Helge Andersson EHelge Andersson E
27 March

Living Dead

At a muster in Friedrichsruh with all personnel present, we were briefed on the prisoner transport by the detachment commander, Colonel Björck. We were to start that very evening. The Germans wanted the transports to take place at night, and we understood that this was to ensure as few people as possible would see what was happening. This would become among the most horrific memories we would carry home.

As evening approached, we set out for Neuengamme. Two or three buses at a time were allowed to enter the camp. There, the prisoners were lined up, ready for transport. What we saw was horrific, almost unreal. This was long before anyone had seen the newsreels and photographs taken by the Allies when they liberated the most dreadful concentration camps.

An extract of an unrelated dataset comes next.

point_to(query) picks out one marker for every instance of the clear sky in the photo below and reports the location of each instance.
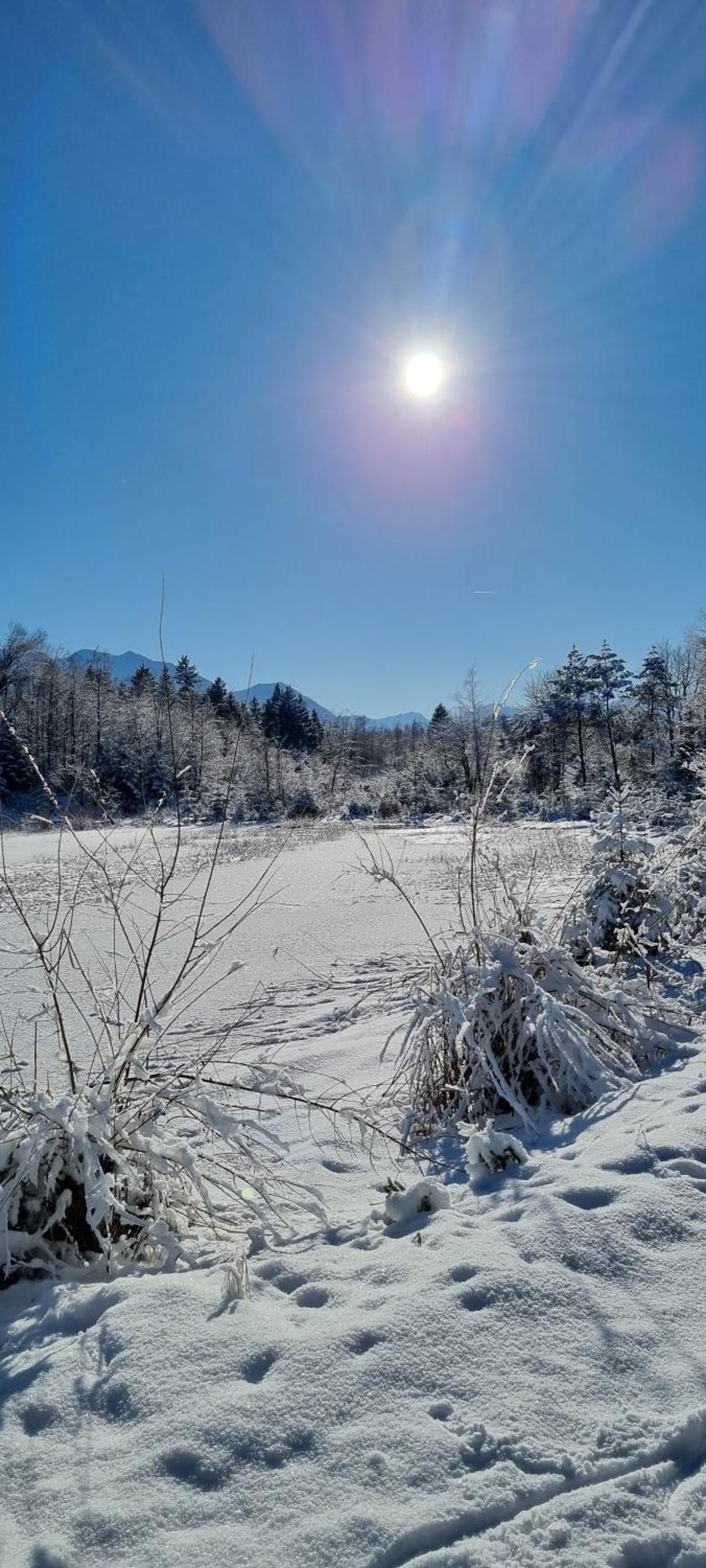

It was no exaggeration to speak of walking skeletons with knobby arms, legs, and hands. Their faces were sunken, with eyes either extinguished or shining with a bestial terror, recessed in their sockets and framed by dark circles. Their clothing consisted of dirty rags—striped prisoner uniforms with a white cross painted on the back. Half sleeves or pant legs were missing, sometimes one or both entirely. Some were barefoot, wore a single sock, or had a shoe on only one foot—one long sock and one short.

Most of them wore the previously mentioned sole-shaped wooden planks fastened with a saddle-girth strap on their feet. Many had festering wounds and boils. I saw some with twisted arms and hands, as if they had been broken and allowed to heal without support. They had no luggage or personal belongings, though a few carried an old empty tin can, used for drinking when possible. They climbed onto the buses through the rear doors and were packed onto the long benches—some managed on their own, others helped each other or were assisted by us. The doors were closed, and inside were 30–35 prisoners, along with two rifle-armed German soldiers, one at each door.

Each bus carried a Gestapo man and two drivers. The windows were fitted with blackout panels. The stench was intense—prisoners and their tattered clothes had likely not been cleaned for a long time, and many suffered from severe diarrhea. Since the trips were relatively short, there were no meal breaks, nor did we have gift packages to distribute. We did, however, give out crispbread, which caused chaos in several ways. Driven by hunger, the prisoners thought only of themselves, without regard for others.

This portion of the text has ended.